Smedley’s heart was beginning to race. It had been-what? — three years since he had held a woman close. He had forgotten how good it felt. He could feel the warmth of her cheek on his chest, the rhythmic cadence of her breathing. And, wait a minute, he could also feel her large breasts pressing against his belly. Oh, God. How could he be such a cad? This woman was in emotional pain and he was thinking about her hooters.

He made a hushing noise, trying to provide solace and take his mind off her anatomy.

Then he realized, with incredible embarrassment, that the little federal agent in his pants had decided that now was a good time for an interrogation.

Maria pulled away from him, and he was waiting for a fierce tongue-lashing, maybe even a slap, certain that she had taken offense at the hardness in his crotch.

But she simply walked around the side of the house and came back a few moments later with a shovel. Jesus-this was worse than he thought.

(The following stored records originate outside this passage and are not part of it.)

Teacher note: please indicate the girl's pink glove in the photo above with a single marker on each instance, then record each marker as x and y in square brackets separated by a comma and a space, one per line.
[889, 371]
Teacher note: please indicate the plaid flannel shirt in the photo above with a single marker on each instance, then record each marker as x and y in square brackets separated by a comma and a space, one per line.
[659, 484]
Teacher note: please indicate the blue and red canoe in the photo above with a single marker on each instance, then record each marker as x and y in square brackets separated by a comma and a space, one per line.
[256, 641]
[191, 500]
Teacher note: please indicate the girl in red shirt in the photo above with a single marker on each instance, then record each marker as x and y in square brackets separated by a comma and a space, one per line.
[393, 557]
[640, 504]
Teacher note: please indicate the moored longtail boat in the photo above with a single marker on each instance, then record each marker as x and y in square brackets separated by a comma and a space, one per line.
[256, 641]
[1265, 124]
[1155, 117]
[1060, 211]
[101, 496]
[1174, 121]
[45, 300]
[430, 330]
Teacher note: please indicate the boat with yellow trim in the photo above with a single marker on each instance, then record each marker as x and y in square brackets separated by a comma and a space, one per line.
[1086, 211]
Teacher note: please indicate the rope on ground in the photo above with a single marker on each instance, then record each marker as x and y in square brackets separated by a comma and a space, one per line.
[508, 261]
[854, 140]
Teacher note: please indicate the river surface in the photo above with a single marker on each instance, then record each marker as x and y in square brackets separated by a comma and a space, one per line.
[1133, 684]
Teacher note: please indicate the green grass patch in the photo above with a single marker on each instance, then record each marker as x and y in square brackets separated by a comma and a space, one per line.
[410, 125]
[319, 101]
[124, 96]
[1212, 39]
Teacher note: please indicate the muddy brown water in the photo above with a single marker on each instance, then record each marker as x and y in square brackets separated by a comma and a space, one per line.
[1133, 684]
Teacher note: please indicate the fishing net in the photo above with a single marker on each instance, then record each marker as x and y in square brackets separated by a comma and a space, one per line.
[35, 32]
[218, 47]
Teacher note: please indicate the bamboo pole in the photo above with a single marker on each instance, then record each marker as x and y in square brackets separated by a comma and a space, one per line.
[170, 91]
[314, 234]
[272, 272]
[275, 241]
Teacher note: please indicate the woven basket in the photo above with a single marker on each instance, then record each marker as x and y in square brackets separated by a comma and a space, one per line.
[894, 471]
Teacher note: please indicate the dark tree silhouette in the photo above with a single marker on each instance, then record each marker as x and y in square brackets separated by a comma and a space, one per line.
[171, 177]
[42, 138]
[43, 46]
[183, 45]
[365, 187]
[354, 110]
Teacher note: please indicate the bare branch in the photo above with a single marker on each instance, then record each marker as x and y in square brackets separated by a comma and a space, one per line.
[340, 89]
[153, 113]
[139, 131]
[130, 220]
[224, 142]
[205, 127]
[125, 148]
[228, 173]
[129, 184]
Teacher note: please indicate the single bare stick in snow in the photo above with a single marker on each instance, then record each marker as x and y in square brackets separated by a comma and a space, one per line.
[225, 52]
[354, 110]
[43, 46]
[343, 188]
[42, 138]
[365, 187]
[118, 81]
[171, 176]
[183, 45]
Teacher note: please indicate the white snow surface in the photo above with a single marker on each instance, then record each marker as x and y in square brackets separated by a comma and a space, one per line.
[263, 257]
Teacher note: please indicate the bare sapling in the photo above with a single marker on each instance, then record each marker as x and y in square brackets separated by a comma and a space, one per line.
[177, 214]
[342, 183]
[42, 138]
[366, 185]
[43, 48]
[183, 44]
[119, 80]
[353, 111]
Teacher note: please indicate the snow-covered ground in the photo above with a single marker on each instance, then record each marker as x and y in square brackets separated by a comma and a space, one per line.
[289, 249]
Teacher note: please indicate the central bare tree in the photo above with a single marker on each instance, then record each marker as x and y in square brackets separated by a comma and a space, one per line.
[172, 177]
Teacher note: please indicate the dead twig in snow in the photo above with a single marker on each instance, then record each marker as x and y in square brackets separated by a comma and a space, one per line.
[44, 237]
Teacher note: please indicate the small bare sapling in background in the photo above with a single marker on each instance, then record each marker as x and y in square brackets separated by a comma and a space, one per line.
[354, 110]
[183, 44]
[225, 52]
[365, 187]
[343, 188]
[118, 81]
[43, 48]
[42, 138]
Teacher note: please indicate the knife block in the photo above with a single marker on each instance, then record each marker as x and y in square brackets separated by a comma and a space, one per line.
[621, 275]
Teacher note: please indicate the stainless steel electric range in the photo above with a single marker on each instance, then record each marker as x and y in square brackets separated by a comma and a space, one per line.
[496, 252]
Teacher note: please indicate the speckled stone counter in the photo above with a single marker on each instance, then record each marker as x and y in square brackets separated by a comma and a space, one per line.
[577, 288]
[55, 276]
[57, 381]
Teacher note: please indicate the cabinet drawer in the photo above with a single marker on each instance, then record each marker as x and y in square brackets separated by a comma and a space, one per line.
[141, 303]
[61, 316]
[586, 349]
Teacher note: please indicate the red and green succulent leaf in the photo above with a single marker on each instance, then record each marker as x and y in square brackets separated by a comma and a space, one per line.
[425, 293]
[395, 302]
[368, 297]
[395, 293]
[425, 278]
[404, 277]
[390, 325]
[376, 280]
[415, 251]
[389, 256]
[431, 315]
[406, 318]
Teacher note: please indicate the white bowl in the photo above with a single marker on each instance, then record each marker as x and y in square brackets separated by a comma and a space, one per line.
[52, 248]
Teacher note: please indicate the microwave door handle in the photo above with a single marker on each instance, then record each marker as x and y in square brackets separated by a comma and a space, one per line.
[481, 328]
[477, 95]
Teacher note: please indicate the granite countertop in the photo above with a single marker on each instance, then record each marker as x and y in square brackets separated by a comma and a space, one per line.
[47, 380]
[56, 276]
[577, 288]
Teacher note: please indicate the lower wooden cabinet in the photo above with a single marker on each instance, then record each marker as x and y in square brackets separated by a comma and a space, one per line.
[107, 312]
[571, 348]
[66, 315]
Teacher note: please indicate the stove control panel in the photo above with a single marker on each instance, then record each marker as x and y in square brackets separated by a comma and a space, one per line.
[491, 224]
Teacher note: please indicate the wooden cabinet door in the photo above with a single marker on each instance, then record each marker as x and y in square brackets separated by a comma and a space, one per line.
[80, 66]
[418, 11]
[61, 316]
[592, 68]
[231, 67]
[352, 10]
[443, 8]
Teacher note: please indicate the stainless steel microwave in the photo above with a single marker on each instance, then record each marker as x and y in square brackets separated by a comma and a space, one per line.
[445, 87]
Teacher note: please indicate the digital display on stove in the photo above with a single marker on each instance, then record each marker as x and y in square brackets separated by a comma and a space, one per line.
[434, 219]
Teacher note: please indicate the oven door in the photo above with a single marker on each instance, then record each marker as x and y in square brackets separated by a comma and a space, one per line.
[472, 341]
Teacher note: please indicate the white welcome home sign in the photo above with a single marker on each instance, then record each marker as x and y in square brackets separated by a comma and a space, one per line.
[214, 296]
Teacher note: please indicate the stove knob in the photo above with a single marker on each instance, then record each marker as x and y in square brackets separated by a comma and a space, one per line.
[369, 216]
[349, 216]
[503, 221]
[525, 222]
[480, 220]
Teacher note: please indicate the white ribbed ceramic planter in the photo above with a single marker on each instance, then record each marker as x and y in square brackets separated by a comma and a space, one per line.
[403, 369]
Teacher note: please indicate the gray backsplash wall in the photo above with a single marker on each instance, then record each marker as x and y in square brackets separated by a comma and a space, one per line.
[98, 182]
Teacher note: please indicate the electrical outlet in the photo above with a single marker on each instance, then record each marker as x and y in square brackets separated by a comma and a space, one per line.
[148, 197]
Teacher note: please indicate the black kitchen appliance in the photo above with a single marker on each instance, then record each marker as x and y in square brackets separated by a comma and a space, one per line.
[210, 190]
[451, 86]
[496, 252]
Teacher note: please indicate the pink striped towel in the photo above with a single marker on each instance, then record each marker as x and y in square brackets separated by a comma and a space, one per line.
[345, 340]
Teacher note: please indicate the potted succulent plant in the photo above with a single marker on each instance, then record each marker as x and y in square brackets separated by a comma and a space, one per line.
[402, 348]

She was going to attack him with a gardening implement! But instead, she asked him a question in Spanish.

Smedley didn’t understand, but at the same time, he knew exactly what she wanted. He nodded, then grabbed the deceased feline by the tail and followed her to the rear of the property.

Sal poked his head out of the garage and saw the agent’s sedan sitting in the middle of the driveway. But no sign of Smedley.

He gave a thumbs-up to Vinnie, who fired up his Camaro, raced out of the garage, whipped around the sedan, and drove off into the dusk.

“Where’s he going in such a hurry?”

Sal jumped. Smedley was standing right beside him now, holding a shovel.

Sal licked his lips nervously. “He’s, ah, just heading into town, gonna see a coupla friends, to….”

He noticed Smedley sniffing the air, catching a whiff of Angela’s dinner. “Whaddaya say?” Sal chirped. “You gonna stay for supper?”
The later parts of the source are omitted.